Represent words as vectors in AI.

Robert Anderson
December 18, 2025
0.0k0

Words as numbers.

What are Word Embeddings?

Representing words as vectors (lists of numbers).

Similar words have similar vectors!

Why Better than One-Hot?

One-Hot: Each word is unique, no relationships

  • cat = [1, 0, 0, 0]
  • dog = [0, 1, 0, 0]
  • king = [0, 0, 1, 0]

Embeddings: Capture relationships

  • cat and dog are similar (both animals)
  • king and queen are similar (both royalty)

Word2Vec

Popular embedding method:

from gensim.models import Word2Vec

sentences = [
    ['cat', 'sits', 'on', 'mat'],
    ['dog', 'plays', 'in', 'park'],
    ['cat', 'and', 'dog', 'play']
]

# Train Word2Vec
model = Word2Vec(sentences, vector_size=100, window=5, min_count=1)

# Get vector for word
vector = model.wv['cat']
print(vector)

# Find similar words
similar = model.wv.most_similar('cat', topn=3)
print(similar)  # [('dog', 0.87), ...]

Cool Math with Embeddings

# king - man + woman ≈ queen
result = model.wv.most_similar(
    positive=['king', 'woman'],
    negative=['man']
)
print(result[0])  # 'queen'

Pre-trained Embeddings

Use embeddings trained on millions of documents:

GloVe: Stanford's embeddings
FastText: Facebook's embeddings
BERT: Google's contextual embeddings

import gensim.downloader as api

# Load pre-trained GloVe
glove = api.load("glove-wiki-gigaword-100")

# Use immediately
similar = glove.most_similar('python')
print(similar)

Using in Neural Networks

from tensorflow.keras.layers import Embedding

model = Sequential([
    Embedding(input_dim=10000, output_dim=128),
    LSTM(64),
    Dense(1, activation='sigmoid')
])

BERT - Contextual Embeddings

Unlike Word2Vec, BERT understands context:

"Bank" in "river bank" vs "money bank" gets different vectors!

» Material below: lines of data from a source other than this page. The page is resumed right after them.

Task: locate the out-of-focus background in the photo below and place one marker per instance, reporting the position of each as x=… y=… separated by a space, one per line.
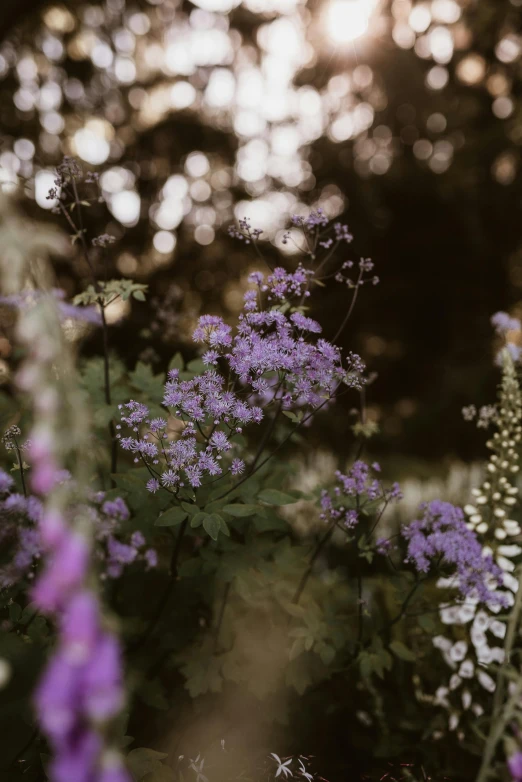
x=401 y=118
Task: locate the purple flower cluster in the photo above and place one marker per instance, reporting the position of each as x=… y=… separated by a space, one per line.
x=18 y=532
x=201 y=402
x=366 y=266
x=245 y=232
x=442 y=536
x=21 y=535
x=82 y=688
x=502 y=323
x=360 y=486
x=269 y=341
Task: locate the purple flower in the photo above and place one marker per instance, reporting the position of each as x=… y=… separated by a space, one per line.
x=65 y=571
x=6 y=482
x=77 y=758
x=137 y=539
x=441 y=535
x=102 y=680
x=515 y=766
x=237 y=466
x=80 y=626
x=503 y=323
x=57 y=697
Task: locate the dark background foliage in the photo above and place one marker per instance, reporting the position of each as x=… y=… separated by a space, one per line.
x=445 y=238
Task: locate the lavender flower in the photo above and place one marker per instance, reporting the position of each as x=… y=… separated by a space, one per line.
x=502 y=323
x=442 y=535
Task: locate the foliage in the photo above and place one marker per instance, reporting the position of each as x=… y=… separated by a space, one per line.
x=178 y=509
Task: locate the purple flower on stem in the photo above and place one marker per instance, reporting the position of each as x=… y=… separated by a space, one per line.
x=515 y=766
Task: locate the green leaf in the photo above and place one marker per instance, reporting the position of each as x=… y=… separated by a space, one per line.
x=224 y=527
x=176 y=362
x=240 y=510
x=171 y=517
x=198 y=519
x=212 y=525
x=402 y=652
x=327 y=654
x=162 y=774
x=276 y=497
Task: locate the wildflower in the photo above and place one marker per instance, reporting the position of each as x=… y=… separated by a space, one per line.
x=153 y=485
x=442 y=534
x=6 y=482
x=503 y=323
x=237 y=466
x=515 y=766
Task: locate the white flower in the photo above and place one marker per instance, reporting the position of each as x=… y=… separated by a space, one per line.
x=486 y=681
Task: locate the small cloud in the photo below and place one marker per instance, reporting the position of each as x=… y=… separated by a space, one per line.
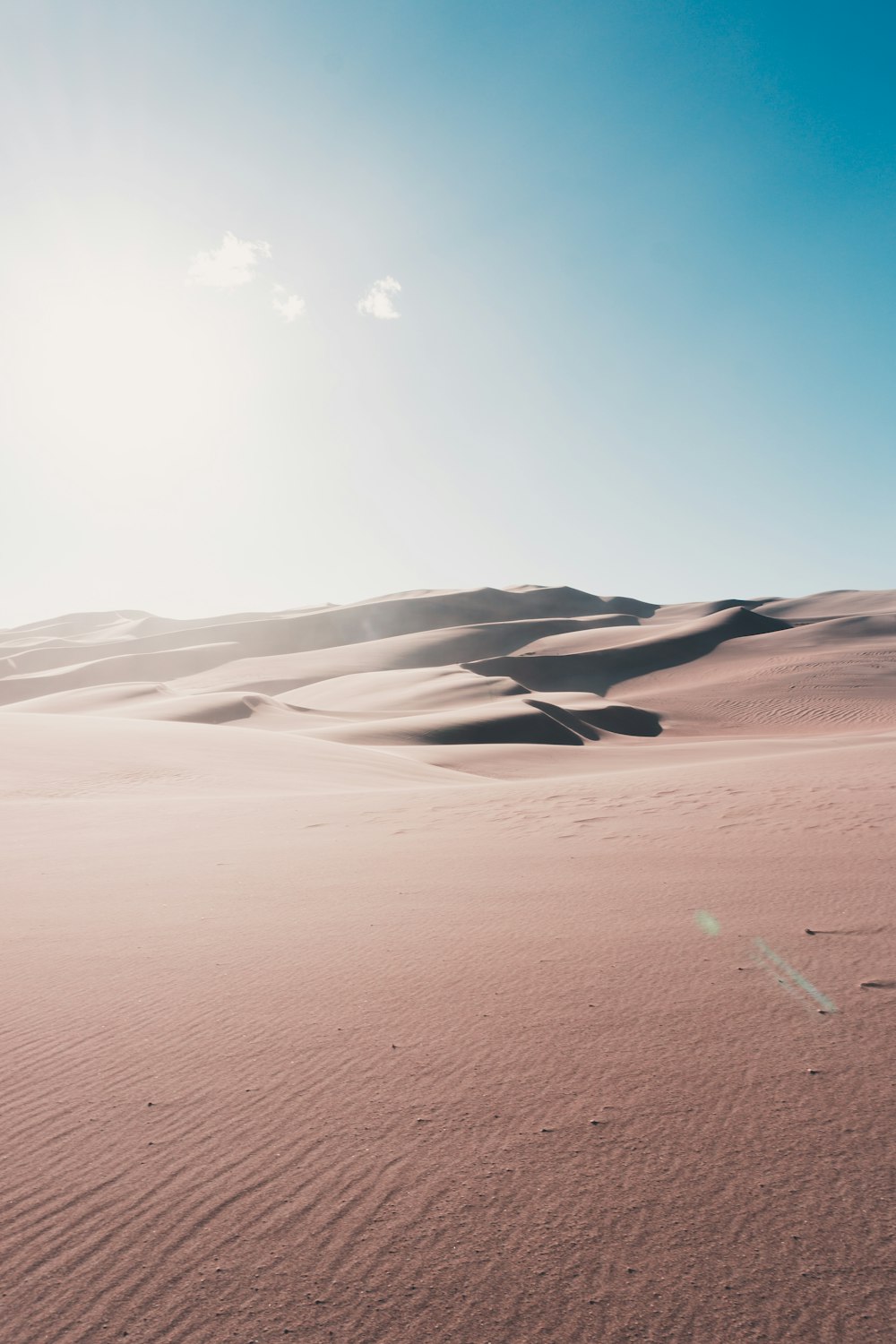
x=288 y=306
x=231 y=263
x=378 y=303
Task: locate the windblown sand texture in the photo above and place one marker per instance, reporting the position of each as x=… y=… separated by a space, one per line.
x=468 y=991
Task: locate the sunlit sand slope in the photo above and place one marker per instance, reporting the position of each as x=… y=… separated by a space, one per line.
x=522 y=969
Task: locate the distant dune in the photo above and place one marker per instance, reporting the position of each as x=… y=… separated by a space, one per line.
x=520 y=969
x=477 y=667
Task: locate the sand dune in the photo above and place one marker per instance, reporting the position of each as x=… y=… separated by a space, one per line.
x=521 y=969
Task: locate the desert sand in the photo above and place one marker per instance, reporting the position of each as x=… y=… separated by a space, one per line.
x=484 y=967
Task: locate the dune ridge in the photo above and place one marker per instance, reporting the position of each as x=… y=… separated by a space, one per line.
x=511 y=965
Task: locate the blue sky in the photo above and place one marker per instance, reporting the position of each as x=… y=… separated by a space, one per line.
x=646 y=308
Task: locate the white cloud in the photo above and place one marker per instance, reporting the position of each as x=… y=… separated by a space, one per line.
x=231 y=263
x=288 y=306
x=378 y=303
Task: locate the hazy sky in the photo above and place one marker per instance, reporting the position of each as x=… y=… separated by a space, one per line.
x=308 y=301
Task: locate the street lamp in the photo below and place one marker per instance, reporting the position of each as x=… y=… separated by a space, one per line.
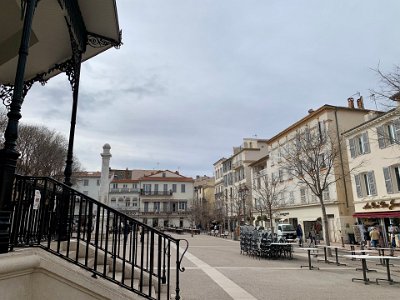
x=243 y=192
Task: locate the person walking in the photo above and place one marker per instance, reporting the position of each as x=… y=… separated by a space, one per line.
x=374 y=234
x=299 y=232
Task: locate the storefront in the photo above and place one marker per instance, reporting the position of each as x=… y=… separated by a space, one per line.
x=383 y=220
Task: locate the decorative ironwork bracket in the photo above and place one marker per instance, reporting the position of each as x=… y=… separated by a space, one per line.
x=98 y=41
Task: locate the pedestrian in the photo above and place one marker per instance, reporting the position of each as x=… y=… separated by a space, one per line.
x=299 y=232
x=312 y=236
x=374 y=234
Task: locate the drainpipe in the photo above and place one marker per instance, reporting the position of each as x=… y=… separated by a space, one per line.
x=9 y=154
x=341 y=158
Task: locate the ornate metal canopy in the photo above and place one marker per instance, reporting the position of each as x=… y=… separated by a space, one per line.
x=93 y=24
x=38 y=40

from transformers import BertTokenizer, BertModel

tokenizer = BertTokenizer.from_pretrained('bert-base-uncased')
model = BertModel.from_pretrained('bert-base-uncased')

text = "The bank by the river"
inputs = tokenizer(text, return_tensors='pt')
outputs = model(**inputs)

Applications

  • Text classification
  • Machine translation
  • Sentiment analysis
  • Question answering

Remember

  • Embeddings capture word meanings
  • Pre-trained embeddings save time
  • BERT understands context
#AI#Intermediate#NLP